Thursday, 18 December 2014
Julie A Vano1, John B Kim2, David E Rupp1 and Philip Mote1, (1)Oregon State University, Corvallis, OR, United States, (2)USFS, Pacific Northwest Research Station, Corvallis, OR, United States
We outline an efficient approach to help researchers and natural resource managers more effectively use global climate model information in their long-term planning. The approach provides an estimate of the magnitude of change of a particular impact (e.g., summertime streamflow) from a large ensemble of climate change projections prior to detailed analysis.

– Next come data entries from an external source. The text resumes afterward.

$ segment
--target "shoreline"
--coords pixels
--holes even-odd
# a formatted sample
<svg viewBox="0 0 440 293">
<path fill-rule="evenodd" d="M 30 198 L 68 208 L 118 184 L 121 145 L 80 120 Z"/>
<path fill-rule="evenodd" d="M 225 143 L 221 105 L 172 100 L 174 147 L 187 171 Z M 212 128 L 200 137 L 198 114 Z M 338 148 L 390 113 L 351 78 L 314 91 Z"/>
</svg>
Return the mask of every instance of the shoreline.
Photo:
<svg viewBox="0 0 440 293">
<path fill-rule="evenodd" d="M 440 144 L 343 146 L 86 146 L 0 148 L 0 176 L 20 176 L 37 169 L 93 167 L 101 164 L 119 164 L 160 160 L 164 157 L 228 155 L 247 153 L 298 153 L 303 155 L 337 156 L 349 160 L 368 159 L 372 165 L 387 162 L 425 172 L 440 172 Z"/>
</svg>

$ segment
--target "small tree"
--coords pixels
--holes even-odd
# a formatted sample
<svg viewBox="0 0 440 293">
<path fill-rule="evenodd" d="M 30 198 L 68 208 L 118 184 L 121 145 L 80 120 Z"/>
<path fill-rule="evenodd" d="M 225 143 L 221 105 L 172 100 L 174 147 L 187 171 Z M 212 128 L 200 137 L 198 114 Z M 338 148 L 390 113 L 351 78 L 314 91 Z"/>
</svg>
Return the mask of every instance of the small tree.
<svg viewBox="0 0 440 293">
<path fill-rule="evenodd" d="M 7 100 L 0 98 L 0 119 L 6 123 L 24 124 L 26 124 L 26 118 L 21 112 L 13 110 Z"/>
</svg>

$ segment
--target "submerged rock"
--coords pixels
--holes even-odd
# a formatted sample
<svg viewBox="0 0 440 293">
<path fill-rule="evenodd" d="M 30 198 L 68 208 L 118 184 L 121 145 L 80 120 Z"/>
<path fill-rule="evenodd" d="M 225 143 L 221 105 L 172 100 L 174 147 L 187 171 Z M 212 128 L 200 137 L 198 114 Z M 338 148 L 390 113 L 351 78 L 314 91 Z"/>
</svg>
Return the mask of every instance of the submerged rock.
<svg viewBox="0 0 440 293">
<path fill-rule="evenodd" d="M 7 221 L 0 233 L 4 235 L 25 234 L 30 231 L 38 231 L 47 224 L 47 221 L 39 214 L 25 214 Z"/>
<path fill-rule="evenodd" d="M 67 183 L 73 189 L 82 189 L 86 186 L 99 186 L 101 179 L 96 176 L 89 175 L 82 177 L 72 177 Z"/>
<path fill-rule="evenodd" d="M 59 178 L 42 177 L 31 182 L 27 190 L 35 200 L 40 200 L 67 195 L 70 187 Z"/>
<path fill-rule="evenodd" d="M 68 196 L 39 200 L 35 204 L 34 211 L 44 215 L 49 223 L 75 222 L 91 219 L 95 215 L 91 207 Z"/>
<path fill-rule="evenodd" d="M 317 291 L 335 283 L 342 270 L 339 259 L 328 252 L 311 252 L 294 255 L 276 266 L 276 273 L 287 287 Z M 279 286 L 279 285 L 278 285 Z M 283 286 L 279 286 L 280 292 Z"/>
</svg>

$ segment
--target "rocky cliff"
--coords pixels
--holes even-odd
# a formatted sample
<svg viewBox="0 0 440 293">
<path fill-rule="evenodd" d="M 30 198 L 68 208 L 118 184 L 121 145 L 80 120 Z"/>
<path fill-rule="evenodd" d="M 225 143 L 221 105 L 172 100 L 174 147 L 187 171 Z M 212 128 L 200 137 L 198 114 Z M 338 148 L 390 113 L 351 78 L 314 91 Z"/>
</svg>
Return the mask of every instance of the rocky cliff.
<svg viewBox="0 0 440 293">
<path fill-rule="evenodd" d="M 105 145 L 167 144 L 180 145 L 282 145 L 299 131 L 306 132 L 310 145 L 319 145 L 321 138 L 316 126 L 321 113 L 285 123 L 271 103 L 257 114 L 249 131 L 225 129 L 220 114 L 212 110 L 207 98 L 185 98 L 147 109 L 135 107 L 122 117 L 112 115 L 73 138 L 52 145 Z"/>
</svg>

These estimates provide both qualitative information as an end unto itself (e.g., the distribution of future changes between emissions scenarios for the specific impact) and a judicious, defensible evaluation structure that can be used to qualitatively select a sub-set of climate models for further analysis. More specifically, the evaluation identifies global climate model scenarios that both (1) span the range of possible futures for the variable/s most important to the impact under investigation, and (2) come from global climate models that adequately simulate historical climate, providing plausible results for the future climate in the region of interest. To identify how an ecosystem process responds to projected future changes, we methodically sample, using a simple sensitivity analysis, how an impact variable (e.g., streamflow magnitude, vegetation carbon) responds locally to projected regional temperature and precipitation changes. We demonstrate our technique over the Pacific Northwest, focusing on two types of impacts each in three distinct geographic settings: (a) changes in streamflow magnitudes in critical seasons for water management in the Willamette, Yakima, and Upper Columbia River basins; and (b) changes in annual vegetation carbon in the Oregon and Washington Coast Ranges, Western Cascades, and Columbia Basin ecoregions.